Une fiscalité concentrée sur un nombre limité d’acteurs
En Afrique de l’Ouest, la concurrence fiscale ne se traduit pas uniquement par une baisse des impôts destinée à attirer les investisseurs. Dans plusieurs pays de la région, le principal défi réside plutôt dans la faiblesse de l’assiette fiscale.
Une grande partie de l’économie évolue dans le secteur informel, ce qui complique le travail des administrations fiscales. Selon la Banque mondiale et la Banque africaine de développement, l’économie informelle représente entre 40 % et 60 % du PIB dans plusieurs pays ouest-africains et concentre plus de 80 % des emplois dans certaines économies de la région.
Dans ce contexte, les États s’appuient fortement sur les contribuables déjà identifiés : grandes entreprises, banques, opérateurs télécoms, importateurs, salariés du secteur formel et PME structurées.
Le Sénégal proche de l’objectif fiscal de l’UEMOA
Au Sénégal, les autorités ont augmenté la pression fiscale ces dernières années afin de se rapprocher du seuil fixé par l’Union économique et monétaire ouest-africaine (UEMOA), qui recommande un taux de pression fiscale équivalent à 20 % du PIB.
Selon les données officielles, le pays affiche désormais un taux situé entre 19 % et 20 % du PIB. Cette hausse repose principalement sur les recettes issues de la TVA, des droits de douane et des prélèvements appliqués aux acteurs déjà intégrés dans l’économie formelle.
La formalisation peut devenir un désavantage
Cette situation crée un paradoxe économique : plus une entreprise se formalise, plus elle devient visible pour l’administration fiscale et plus elle supporte la pression fiscale.
À l’inverse, certaines activités informelles continuent d’échapper largement à l’impôt. Cette réalité peut pousser certains entrepreneurs à limiter leur croissance ou à éviter une déclaration complète de leurs activités.

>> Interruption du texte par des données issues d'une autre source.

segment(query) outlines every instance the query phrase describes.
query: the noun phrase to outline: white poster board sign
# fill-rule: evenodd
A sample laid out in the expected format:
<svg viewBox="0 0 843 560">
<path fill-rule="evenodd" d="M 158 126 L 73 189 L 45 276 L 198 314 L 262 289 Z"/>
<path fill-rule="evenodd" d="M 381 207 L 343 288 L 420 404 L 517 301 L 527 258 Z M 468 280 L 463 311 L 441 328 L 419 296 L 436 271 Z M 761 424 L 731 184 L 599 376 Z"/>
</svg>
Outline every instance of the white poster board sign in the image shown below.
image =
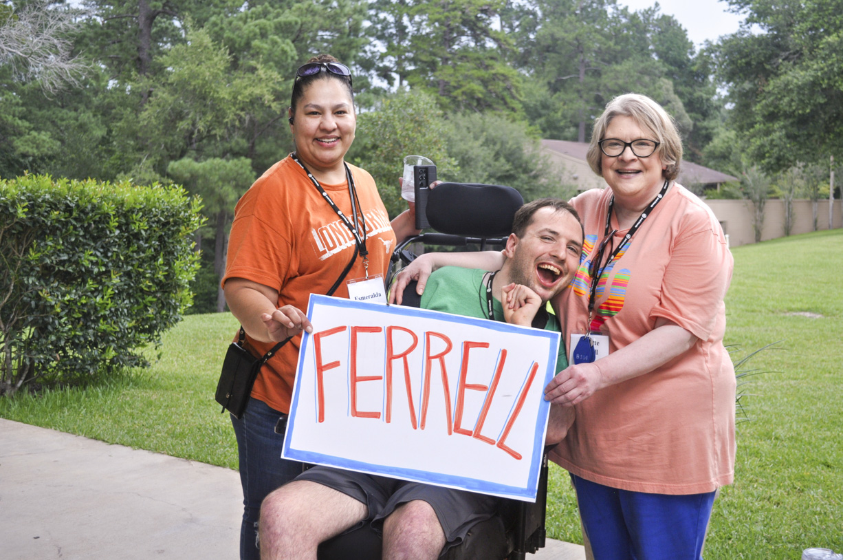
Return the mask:
<svg viewBox="0 0 843 560">
<path fill-rule="evenodd" d="M 312 295 L 282 456 L 534 501 L 559 334 Z"/>
</svg>

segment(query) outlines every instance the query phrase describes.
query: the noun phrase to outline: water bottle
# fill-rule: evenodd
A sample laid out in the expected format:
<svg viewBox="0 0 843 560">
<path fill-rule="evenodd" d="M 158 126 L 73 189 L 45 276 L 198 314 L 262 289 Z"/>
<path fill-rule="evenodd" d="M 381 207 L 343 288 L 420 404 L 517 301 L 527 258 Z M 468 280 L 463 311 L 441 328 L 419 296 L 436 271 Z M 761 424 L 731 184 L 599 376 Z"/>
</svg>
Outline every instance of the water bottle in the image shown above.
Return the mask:
<svg viewBox="0 0 843 560">
<path fill-rule="evenodd" d="M 802 560 L 843 560 L 843 554 L 835 554 L 830 548 L 806 548 Z"/>
</svg>

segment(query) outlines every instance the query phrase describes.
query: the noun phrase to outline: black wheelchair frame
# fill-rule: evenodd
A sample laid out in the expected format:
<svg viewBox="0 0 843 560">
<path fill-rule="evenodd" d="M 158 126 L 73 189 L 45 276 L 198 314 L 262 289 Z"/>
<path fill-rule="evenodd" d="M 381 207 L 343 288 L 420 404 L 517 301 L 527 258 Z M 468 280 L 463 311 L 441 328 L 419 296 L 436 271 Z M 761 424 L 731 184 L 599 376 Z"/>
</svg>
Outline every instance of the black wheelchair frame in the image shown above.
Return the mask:
<svg viewBox="0 0 843 560">
<path fill-rule="evenodd" d="M 512 187 L 497 185 L 443 183 L 430 191 L 427 218 L 438 233 L 425 233 L 400 244 L 393 252 L 392 268 L 411 262 L 416 255 L 407 247 L 425 245 L 503 246 L 512 229 L 513 216 L 523 204 L 521 195 Z M 478 212 L 479 211 L 479 212 Z M 468 219 L 462 213 L 474 212 Z M 484 213 L 486 214 L 483 216 Z M 480 219 L 478 219 L 478 215 Z M 471 234 L 466 234 L 470 230 Z M 387 284 L 391 283 L 390 274 Z M 402 304 L 418 307 L 416 283 L 404 291 Z M 547 500 L 547 454 L 542 458 L 536 501 L 504 498 L 501 510 L 492 518 L 472 527 L 463 542 L 448 549 L 445 560 L 524 560 L 545 546 L 545 515 Z M 319 560 L 379 560 L 381 539 L 368 524 L 319 545 Z"/>
</svg>

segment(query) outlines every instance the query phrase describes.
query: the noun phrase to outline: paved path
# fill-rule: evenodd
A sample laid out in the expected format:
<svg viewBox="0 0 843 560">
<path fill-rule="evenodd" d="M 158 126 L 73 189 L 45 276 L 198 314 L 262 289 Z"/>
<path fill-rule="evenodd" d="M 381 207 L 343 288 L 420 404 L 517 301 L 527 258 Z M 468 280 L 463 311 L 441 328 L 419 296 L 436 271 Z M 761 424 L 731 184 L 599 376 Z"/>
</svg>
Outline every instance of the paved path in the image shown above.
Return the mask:
<svg viewBox="0 0 843 560">
<path fill-rule="evenodd" d="M 242 500 L 230 469 L 0 418 L 3 560 L 236 560 Z"/>
</svg>

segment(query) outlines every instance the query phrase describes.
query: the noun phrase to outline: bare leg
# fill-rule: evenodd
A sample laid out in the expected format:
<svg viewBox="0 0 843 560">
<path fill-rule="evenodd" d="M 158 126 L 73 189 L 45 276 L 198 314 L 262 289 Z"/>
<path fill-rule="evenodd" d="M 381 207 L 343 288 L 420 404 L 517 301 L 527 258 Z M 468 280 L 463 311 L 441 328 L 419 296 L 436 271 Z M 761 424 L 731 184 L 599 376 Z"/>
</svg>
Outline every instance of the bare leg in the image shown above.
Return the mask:
<svg viewBox="0 0 843 560">
<path fill-rule="evenodd" d="M 424 500 L 403 503 L 384 520 L 384 560 L 436 560 L 444 546 L 439 520 Z"/>
<path fill-rule="evenodd" d="M 316 547 L 367 514 L 366 504 L 310 481 L 293 481 L 263 501 L 262 560 L 315 560 Z"/>
</svg>

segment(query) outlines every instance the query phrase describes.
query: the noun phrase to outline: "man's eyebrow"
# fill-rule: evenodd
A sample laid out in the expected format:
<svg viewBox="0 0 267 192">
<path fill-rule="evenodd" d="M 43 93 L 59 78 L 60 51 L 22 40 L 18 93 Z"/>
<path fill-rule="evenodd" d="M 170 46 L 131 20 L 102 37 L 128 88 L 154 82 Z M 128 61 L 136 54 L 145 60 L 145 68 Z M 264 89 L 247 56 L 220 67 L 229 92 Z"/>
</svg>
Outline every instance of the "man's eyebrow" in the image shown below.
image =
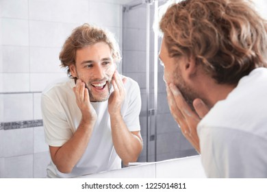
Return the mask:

Une pression fiscale qui se concentre sur les mêmes contribuables
Faute d’élargir suffisamment l’assiette fiscale, les administrations cherchent souvent à accroître les recettes auprès des contribuables déjà enregistrés.
Cela se traduit parfois par des contrôles fiscaux plus fréquents, une pression accrue sur certains secteurs économiques et une forte dépendance aux grandes entreprises ainsi qu’aux recettes douanières.
Le risque d’un frein à l’investissement
Cette concentration de la fiscalité peut fragiliser les entreprises formelles et ralentir les investissements productifs.
Plusieurs économistes évoquent ainsi une forme de « concurrence fiscale inversée », dans laquelle les États augmentent indirectement la pression sur les acteurs visibles faute d’intégrer progressivement les activités informelles dans le système fiscal.
Pour de nombreux analystes, le véritable défi consiste désormais à élargir durablement l’assiette fiscale afin de mieux répartir l’effort entre tous les acteurs économiques.